12 January 2026

What is UX Design? A Complete Guide for Non-Designers

By We Are Heylo

You've probably heard the term "UX design" thrown around in meetings, pitches, and LinkedIn posts. Maybe someone told you your website needs "better UX." Maybe you nodded and moved on because nobody actually explained what that means in practical terms.

This guide is for you. No jargon, no design theory rabbit holes, just a clear explanation of what UX design is, why it matters to your business, and when it makes sense to invest in it.

What UX design actually means

UX stands for User Experience. UX design is the process of designing products, websites, apps, software, so they're easy, efficient, and satisfying to use.

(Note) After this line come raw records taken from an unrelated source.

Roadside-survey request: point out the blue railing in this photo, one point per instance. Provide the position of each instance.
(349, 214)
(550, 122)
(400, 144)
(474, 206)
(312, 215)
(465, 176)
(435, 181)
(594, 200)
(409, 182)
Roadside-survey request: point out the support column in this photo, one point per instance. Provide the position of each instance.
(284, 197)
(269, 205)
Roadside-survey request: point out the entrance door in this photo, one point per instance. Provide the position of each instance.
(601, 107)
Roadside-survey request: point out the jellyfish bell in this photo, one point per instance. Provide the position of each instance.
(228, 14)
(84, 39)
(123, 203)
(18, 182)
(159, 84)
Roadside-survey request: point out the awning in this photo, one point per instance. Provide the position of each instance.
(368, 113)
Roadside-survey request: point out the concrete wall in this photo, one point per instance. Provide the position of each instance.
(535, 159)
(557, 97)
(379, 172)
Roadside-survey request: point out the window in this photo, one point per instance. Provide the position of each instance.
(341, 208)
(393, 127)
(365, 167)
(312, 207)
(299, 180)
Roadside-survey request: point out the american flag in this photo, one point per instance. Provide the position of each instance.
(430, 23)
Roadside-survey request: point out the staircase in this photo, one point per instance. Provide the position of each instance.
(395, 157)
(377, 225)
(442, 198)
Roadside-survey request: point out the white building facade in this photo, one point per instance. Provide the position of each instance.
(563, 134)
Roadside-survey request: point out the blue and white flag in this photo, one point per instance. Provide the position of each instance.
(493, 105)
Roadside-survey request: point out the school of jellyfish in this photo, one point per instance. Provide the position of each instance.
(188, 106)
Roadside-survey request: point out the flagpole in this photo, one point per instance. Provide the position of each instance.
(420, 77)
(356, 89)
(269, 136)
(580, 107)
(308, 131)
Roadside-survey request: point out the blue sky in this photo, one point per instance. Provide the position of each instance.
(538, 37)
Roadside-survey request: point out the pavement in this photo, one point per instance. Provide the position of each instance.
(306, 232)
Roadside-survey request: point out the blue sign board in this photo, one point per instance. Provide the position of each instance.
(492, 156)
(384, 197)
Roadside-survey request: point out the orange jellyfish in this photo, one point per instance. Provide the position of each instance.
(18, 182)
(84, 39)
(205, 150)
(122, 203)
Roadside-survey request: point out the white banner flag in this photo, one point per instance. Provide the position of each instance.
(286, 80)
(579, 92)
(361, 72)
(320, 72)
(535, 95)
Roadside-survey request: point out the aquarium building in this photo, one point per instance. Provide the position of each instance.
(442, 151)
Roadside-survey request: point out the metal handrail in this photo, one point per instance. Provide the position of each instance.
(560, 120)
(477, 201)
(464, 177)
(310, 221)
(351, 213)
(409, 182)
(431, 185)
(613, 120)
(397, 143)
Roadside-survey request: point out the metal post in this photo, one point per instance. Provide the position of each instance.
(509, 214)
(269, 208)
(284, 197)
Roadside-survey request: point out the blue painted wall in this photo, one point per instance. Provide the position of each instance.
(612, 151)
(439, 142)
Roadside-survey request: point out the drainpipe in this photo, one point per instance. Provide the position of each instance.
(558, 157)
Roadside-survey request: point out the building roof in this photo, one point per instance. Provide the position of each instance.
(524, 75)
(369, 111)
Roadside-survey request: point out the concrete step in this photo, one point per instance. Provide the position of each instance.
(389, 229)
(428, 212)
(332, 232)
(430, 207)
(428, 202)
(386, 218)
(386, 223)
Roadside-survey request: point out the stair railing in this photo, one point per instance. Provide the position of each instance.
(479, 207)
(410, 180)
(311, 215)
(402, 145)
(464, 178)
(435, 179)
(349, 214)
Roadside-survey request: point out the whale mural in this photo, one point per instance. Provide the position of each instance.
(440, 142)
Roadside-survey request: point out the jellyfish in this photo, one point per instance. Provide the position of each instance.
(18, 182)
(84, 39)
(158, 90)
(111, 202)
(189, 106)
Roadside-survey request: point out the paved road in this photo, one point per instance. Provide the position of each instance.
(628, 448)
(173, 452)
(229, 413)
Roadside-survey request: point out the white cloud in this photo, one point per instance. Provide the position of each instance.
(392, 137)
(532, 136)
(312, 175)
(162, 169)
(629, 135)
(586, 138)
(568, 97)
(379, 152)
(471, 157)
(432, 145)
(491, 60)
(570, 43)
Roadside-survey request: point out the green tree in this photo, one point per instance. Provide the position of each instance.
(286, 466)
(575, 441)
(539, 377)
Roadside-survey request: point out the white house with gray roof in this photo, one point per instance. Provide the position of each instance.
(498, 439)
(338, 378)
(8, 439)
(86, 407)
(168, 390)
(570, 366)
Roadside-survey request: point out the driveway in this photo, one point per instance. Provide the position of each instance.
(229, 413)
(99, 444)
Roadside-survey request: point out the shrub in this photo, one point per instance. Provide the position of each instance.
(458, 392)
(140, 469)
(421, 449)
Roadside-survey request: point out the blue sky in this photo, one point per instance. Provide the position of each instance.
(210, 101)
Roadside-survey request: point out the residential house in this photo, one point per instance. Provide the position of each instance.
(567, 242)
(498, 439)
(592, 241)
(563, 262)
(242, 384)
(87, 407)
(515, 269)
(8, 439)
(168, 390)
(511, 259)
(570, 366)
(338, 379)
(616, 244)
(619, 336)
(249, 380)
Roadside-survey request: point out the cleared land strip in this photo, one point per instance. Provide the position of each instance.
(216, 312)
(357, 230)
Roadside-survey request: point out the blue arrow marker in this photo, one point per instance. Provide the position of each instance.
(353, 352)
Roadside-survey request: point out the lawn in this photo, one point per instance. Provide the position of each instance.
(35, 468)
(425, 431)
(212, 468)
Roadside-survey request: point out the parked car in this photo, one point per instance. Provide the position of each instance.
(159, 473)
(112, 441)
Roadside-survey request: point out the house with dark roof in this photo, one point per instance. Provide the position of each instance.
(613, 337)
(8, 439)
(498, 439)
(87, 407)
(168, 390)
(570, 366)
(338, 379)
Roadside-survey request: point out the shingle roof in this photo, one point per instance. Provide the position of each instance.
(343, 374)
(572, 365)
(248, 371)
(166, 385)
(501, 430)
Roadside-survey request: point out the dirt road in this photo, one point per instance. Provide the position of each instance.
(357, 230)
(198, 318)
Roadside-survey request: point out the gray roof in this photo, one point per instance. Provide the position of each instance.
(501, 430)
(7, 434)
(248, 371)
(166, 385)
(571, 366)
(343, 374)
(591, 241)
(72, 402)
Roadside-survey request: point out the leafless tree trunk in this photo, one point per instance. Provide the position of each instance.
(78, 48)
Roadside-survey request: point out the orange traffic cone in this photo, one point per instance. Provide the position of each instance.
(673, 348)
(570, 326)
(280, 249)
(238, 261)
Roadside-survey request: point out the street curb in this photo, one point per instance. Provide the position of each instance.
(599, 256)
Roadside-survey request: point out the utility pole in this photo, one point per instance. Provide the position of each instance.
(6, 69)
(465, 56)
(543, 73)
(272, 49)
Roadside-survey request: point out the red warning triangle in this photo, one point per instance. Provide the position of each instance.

It's not about making things pretty (that's a different discipline). It's about understanding how people interact with your product and removing every unnecessary point of friction between them and their goal.

When you visit a website and can immediately find what you're looking for, complete a purchase without confusion, or fill out a form without wanting to throw your phone, that's good UX. When you land on a site and can't figure out where to click, get lost in a maze of pages, or abandon a checkout because it's asking for the same information twice, that's bad UX.

UX vs UI: what's the difference?

These terms get used interchangeably, but they're different disciplines:

UX DesignUI Design
FocusHow it worksHow it looks
Primary concernUser flows, logic, structureVisual design, layout, aesthetics
Key question"Can users accomplish their goal?""Does it look and feel right?"
DeliverablesWireframes, user flows, prototypesColour palettes, typography, final visuals
AnalogyThe floor plan of a houseThe interior design of a house
ResearchUser interviews, usability testingVisual trends, brand guidelines
Measures success byTask completion, error ratesVisual consistency, brand alignment

Think of it this way: UX is the architecture of a building, the layout, the flow between rooms, where the doors and windows go. UI is the interior design, the colours, materials, and furnishings that make it feel like a specific kind of space.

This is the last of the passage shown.